In our fast-paced world, energy is a coveted resource that often eludes us. Dr. Saundra Dalton-Smith, an internal medicine physician and author of “Sacred Rest,” emphasizes that the key to replenishing our energy lies in rest, not just sleep.
Rest, she explains, encompasses various rejuvenating activities that help us recharge throughout the day and combat burnout caused by our relentless schedules and digital distractions.
Dr. Dalton-Smith’s research highlights a widespread rest deficit in our society, exacerbated by our constant busyness and the mounting stress from global uncertainties like COVID-19.
To counter this, she underscores the importance of understanding and nurturing different types of rest, each tailored to address specific energy depletions.
Here are the seven types of rests Dr. Dalton-Smith identifies:
- Creative Rest: Engaging with inspiring activities like nature and art.
- Mental Rest: Quieting the mind and focusing on what truly matters.
- Physical Rest: Alleviating muscle tension and improving sleep quality.
- Social Rest: Spending time with cherished relationships that enrich our lives.
- Emotional Rest: Expressing our deepest feelings and being authentic.
- Sensory Rest: Seeking respite from background noise, digital devices, and negative self-talk.
- Spiritual Rest: Connecting with something larger than ourselves, finding belonging and purpose.
Dr. Dalton-Smith emphasizes that the rest we need varies from person to person, depending on the specific energy pools we regularly deplete.
To determine your unique rest deficit, she offers an online Rest Quiz.
Once you identify the types of rest you lack, it’s time to take action.
For example, if you find yourself needing more creative rest, Dr. Dalton-Smith suggests simple adjustments like using an image of a serene beach as your screensaver to evoke feelings of rejuvenation.
These small changes can have a profound impact on your well-being.

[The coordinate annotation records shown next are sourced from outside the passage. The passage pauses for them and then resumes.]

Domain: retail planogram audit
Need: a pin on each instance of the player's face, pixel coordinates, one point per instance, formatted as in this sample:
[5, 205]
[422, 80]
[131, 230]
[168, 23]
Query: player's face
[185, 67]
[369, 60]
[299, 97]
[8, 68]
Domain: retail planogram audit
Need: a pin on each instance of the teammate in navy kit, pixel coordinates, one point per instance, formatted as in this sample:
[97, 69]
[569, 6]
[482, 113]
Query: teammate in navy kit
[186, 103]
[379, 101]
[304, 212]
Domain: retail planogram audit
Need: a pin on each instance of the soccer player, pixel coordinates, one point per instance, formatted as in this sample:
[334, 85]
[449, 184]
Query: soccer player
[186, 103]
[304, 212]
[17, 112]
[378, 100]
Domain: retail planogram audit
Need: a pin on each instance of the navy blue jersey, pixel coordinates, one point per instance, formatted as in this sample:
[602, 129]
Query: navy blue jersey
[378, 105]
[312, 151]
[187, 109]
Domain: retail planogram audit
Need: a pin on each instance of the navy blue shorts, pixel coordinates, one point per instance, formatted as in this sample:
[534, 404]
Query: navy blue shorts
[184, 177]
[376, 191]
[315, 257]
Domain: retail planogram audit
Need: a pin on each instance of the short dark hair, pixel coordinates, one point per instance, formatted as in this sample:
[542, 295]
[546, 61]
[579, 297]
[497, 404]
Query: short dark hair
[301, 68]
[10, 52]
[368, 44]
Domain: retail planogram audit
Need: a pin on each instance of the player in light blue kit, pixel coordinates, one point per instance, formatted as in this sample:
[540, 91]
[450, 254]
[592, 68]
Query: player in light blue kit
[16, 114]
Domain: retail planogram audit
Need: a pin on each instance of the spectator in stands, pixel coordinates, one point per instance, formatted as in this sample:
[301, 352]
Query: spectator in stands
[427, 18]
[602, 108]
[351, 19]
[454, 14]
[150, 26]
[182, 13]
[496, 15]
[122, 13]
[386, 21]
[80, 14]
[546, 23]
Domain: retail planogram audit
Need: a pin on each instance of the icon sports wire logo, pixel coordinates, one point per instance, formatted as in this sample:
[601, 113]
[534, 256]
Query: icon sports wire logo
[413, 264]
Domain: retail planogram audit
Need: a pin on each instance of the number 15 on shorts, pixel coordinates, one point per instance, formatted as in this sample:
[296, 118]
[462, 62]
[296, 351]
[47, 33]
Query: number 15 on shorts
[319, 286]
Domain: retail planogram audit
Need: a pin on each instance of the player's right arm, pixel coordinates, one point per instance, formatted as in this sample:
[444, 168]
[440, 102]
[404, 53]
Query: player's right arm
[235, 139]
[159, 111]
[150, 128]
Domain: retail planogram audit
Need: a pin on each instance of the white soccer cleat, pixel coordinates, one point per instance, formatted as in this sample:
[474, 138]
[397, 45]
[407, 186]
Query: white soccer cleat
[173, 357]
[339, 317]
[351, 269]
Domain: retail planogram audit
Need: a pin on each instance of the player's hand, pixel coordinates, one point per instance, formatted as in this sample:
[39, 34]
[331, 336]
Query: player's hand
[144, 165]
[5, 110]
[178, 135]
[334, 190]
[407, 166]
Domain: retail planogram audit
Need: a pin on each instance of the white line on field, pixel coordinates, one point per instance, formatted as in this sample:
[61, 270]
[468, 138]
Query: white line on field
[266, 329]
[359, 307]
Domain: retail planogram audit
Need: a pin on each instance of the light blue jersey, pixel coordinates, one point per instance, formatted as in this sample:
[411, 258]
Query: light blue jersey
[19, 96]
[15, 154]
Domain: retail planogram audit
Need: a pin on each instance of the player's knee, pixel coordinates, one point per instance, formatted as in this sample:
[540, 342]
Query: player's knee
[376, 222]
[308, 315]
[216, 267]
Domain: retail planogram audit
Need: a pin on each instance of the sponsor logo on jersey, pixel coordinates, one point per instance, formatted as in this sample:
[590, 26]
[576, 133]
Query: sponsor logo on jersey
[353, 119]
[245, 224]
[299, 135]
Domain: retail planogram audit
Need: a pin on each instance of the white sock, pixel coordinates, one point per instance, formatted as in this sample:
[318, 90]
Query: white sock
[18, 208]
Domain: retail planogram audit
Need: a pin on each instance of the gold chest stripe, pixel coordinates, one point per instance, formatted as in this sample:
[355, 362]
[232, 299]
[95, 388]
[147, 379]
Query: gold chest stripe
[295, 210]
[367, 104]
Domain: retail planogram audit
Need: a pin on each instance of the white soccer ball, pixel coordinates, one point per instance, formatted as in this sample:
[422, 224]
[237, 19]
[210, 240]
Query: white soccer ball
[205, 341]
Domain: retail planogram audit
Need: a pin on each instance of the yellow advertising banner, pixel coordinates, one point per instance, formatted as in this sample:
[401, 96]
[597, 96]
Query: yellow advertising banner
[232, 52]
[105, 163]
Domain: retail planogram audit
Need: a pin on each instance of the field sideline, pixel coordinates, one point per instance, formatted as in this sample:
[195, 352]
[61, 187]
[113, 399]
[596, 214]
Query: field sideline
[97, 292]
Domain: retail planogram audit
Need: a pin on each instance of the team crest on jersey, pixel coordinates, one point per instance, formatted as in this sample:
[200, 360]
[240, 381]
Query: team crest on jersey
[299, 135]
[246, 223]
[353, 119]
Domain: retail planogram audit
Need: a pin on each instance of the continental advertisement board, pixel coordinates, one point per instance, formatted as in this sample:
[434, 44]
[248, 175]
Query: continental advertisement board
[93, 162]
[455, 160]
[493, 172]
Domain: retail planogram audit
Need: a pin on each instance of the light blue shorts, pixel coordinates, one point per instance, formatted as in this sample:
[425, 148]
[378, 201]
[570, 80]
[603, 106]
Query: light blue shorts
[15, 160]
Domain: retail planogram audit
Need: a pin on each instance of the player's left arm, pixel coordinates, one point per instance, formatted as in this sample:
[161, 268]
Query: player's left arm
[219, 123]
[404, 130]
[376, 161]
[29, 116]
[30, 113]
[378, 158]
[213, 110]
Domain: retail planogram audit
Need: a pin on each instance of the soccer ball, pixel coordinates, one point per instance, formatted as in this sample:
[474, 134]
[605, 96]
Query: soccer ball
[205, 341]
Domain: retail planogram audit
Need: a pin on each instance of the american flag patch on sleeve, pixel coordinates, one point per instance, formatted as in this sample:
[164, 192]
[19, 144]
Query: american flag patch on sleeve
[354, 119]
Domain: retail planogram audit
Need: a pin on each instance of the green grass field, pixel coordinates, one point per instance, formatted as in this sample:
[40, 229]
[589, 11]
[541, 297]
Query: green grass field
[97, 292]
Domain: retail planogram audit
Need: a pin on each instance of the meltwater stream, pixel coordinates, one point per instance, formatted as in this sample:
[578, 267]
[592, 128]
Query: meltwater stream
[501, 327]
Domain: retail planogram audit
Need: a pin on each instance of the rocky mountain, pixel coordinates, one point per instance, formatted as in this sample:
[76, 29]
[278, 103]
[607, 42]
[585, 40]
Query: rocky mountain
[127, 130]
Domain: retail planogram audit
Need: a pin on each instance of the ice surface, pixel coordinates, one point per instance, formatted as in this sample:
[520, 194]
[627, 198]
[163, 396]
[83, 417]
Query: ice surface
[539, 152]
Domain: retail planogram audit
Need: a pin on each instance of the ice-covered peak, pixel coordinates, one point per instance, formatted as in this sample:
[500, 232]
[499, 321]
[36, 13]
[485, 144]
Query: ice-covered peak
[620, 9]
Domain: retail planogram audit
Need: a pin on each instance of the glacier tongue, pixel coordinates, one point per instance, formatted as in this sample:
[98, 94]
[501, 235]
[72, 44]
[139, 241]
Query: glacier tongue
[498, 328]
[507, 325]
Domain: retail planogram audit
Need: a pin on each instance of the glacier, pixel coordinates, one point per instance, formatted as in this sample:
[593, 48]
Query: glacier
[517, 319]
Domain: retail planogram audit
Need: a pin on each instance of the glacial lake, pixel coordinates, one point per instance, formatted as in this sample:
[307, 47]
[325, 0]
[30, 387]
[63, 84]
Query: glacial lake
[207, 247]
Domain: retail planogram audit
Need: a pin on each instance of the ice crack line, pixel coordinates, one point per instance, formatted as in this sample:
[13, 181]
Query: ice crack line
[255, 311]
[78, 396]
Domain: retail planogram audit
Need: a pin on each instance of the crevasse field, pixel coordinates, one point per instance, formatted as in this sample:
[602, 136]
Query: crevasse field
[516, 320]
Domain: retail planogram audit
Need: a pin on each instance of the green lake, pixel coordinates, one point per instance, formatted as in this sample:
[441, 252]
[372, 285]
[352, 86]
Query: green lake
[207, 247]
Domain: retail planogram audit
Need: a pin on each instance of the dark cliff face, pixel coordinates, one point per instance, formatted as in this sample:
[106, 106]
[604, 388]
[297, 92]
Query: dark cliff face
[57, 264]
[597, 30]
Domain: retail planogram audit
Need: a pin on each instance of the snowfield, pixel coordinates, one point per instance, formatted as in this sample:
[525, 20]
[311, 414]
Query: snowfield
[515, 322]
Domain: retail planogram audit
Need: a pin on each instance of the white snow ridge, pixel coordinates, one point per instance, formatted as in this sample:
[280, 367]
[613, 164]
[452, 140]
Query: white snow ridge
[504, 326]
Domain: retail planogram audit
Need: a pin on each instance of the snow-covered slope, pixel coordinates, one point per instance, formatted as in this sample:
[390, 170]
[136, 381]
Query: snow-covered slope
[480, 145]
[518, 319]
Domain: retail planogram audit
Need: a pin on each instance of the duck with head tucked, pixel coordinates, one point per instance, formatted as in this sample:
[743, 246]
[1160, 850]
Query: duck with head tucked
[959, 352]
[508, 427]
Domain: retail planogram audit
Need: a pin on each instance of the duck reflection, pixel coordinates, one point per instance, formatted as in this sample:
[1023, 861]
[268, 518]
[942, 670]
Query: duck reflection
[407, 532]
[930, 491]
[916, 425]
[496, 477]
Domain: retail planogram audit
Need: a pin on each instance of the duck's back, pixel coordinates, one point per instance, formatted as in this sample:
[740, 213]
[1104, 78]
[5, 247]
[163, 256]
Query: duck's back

To maintain a consistent recharge, she advises integrating restful activities throughout your day:
- Mental Rest: Practice meditation or engage in repetitive activities that allow your mind to relax, such as running.
- Physical Rest: Incorporate gentle movements like stretching, restorative yoga, or a leisurely walk to relieve physical tension.
- Emotional and Social Rest: Be open and honest about your feelings with trusted friends, family, or a counselor to reduce emotional stress.
- Sensory Rest: Create moments of silence by turning off distractions and ensuring your sleeping environment is calm and dark.
- Creative Rest: Immerse yourself in nature or engage with inspiring art forms that spark creativity.
Additionally, Dr. Dalton-Smith recommends two strategies for maintaining productivity while preserving your energy:
- Take Regular Breaks: Implement “flow-break cycles,” where you work intently for an hour or two, then step away from your screen to stretch, walk, or hydrate. This practice can reenergize you mentally, creatively, and physically.
- Turn Off Notifications: Limit notifications to essential texts and calls, as constant digital interruptions trigger stress. Consider time-blocking for email management to reduce the frequency of alerts and maintain focus.